# Quel logiciel pour voix et video pour communiquer avec des gens sur Windows ?



## newnew (18 Septembre 2005)

Salut,

J'ai telecharge le logiciel skype permettant la telephonie sur IP et on m'a conseille de telecharger la version vskype pour avoir egalement la video. Or,ce n'est pas compatible avec Mac. Est ce que vous savez quel logiciel permet de communiquer qvec des personnes qui sont sur Windows ? la video sur msn ne fonctionne pas non plus avec le mac ? 

merci de votre aide


----------



## jo_6466 (18 Septembre 2005)

newnew a dit:
			
		

> Salut,
> 
> J'ai telecharge le logiciel skype permettant la telephonie sur IP et on m'a conseille de telecharger la version vskype pour avoir egalement la video. Or,ce n'est pas compatible avec Mac.

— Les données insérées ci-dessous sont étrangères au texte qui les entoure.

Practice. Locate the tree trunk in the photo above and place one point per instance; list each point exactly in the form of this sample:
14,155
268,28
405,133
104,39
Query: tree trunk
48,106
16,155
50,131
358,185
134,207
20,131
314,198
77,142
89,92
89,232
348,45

Est ce que vous savez quel logiciel permet de communiquer qvec des personnes qui sont sur Windows ? la video sur msn ne fonctionne pas non plus avec le mac ?
> 
> merci de votre aide


pour ma part j'utilise Mercury dans sa version 1710 B04 diponible ici  http://70.25.151.230/mercury/beta/
il permet l'échange audio/video entre un pc et un mac


----------



## newnew (18 Septembre 2005)

et la personne sur windows doit telecharger la meme version ?


----------



## jo_6466 (18 Septembre 2005)

newnew a dit:
			
		

> et la personne sur windows doit telecharger la meme version ?


non ... elle peut utiliser messenger de windows ...


----------



## jean-lou (19 Septembre 2005)

Sinon y a SkyPe  qui est tres bien aussi

JEanlOu


----------